けれど、辛そうにとれるクランツの表情。それを前にして、真実であるか。そう問いかけるのは無粋だった。これ以上訊き出すことすら躊躇いそうになる。
「それは……」
でも今は、そんなことを言ってる場合じゃない。もしかしたら酷なことかもしれない。それを承知の上で、私は口を開く。
「もういいだろそれは……」
そこでギルが被せてきた。意図したものだとは思わないが、語られたくないとしているのは分かる。
「もういい……だと。あぁ、そうだろうな……。貴様には、もういいことだろうな!」
癇に障ったのか。クランツは地を強く踏みしめて、ギルに近付く。そして、ギルの胸倉を掴んで吠える。
「だが俺には、俺にとっては全てだ!?」
「………」
「クランツ。止めて」
再びイグニスさんが止めに入る。だがさっきとは違い、優しく言い聞かせるような雰囲気だった。
「横槍を入れるな。こいつは……」
「紗希ちゃんは今のままでいいと言ったのよ。なら、これからどうするべきか。貴方も分かるでしょう?」
「……っ……」
何かを言いかけて、でもそれを、クランツは喉の奥へと抑え込む。ぎりっと歯を食いしばり、ようやく言葉を振り絞ったようだ。
「……ギル……。この娘を、囮として扱うのはいい加減止めろ。何があっても貴様も……」
「俺に……指図すんじゃねぇよ」
バッ……とギルが振り解く。掴まれた胸倉は、引きちぎらんばかりの乱暴ぶりで弾かれた。

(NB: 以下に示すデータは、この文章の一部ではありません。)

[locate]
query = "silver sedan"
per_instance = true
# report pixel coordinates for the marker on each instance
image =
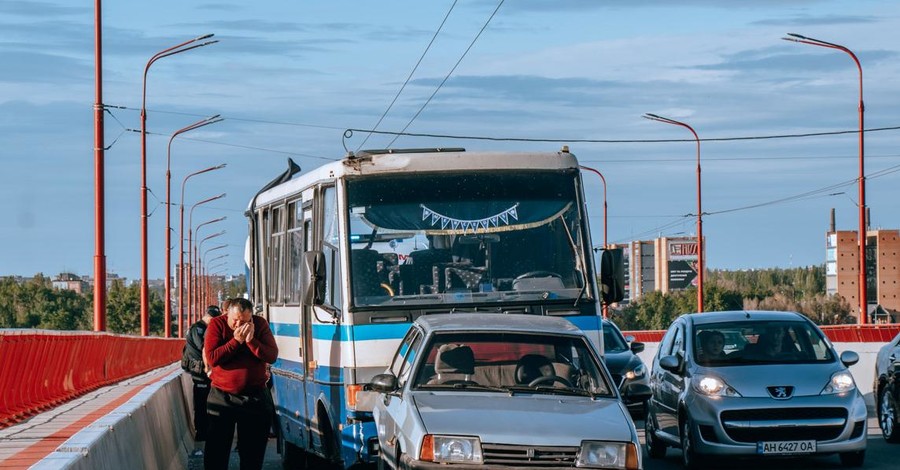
(753, 384)
(500, 391)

「まさかお前……俺に、紗希を護れって言いてえのか。冗談じゃねぇ。俺は………処刑人だ。護るとか、そんなことしねぇんだよ。殺すのが、役目なんだからな。殺すことしか……」
「……だったら、それでもいい」
「お前、何言って……」
「片っ端から、魔界の住人を殺せばいい。俺も、そういうやり方しか知らない。それでも無理だってんなら、今すぐ消えろ。だが、今ここで護ると誓うなら、貴様を殺すのは後回しにしてやる」
「……お前」
ギルに殺意を抱いているのは変わらない。だというのに、クランツは自分のことよりも優先させた。何が彼にそうさせたのか。それが執行者の使命だからなのか。
「……どういう風の吹き回しだ」
「いいから答えろ! 誓うのか、誓わないのか」
「決まってる」
ふ、と鼻で笑うギル。そして、意を決したように言い放つ。
「誰が誓うか。俺は変わらねぇ。魔界の奴らを殺していくだけだ。そんなに護りたいなら、てめぇが護ればいいだろうが」
「……。……そうか。やはり、貴様はそうなんだな」
クランツは、何かを納得したかのような口振りだ。その表情からは心境を伺えない。目に見える怒りは静まったかのようだが、本当にそうなのか。落胆してしまったのとも違うように思う。
「クランツ……あの……」
私のことであるのに、何処か私自身が入る余地がないように感じてしまっていた。ようやく口にしたのは、クランツの心情を気にかける、ありふれた出だしだった。
「すまない。あんたには、訳の分からない部分が多い話だったな。だが悪いようにするわけじゃない。機関が嫌というなら、今のままでも俺があんたを護るよ」
「……え、あ……ぅ」
護る。はっきりとした真っ直ぐな言葉。
今まで読んでいた漫画では、よく絶対に守るってヒロインが言われているが、私自身がそんなことを面と向かって言われたのは初めてのことだ。
素直に受け止めるのは至難の業で、何て返すべきか分からず、口ごもってしまう。顔が熱くなってしまうのも、仕方ないはずだ。
「わ、私だって……紗希を、護るから」
そうしているうちに、リアちゃんの方が先に言葉を放った。
「……う、うん、ありがと」
気恥ずかしさは残っていたものの、男の人に言われるよりはまだマシみたいだ。何とかお礼を述べると、リアちゃんは不安そうな表情から、ぱあっと明るくなったようだった。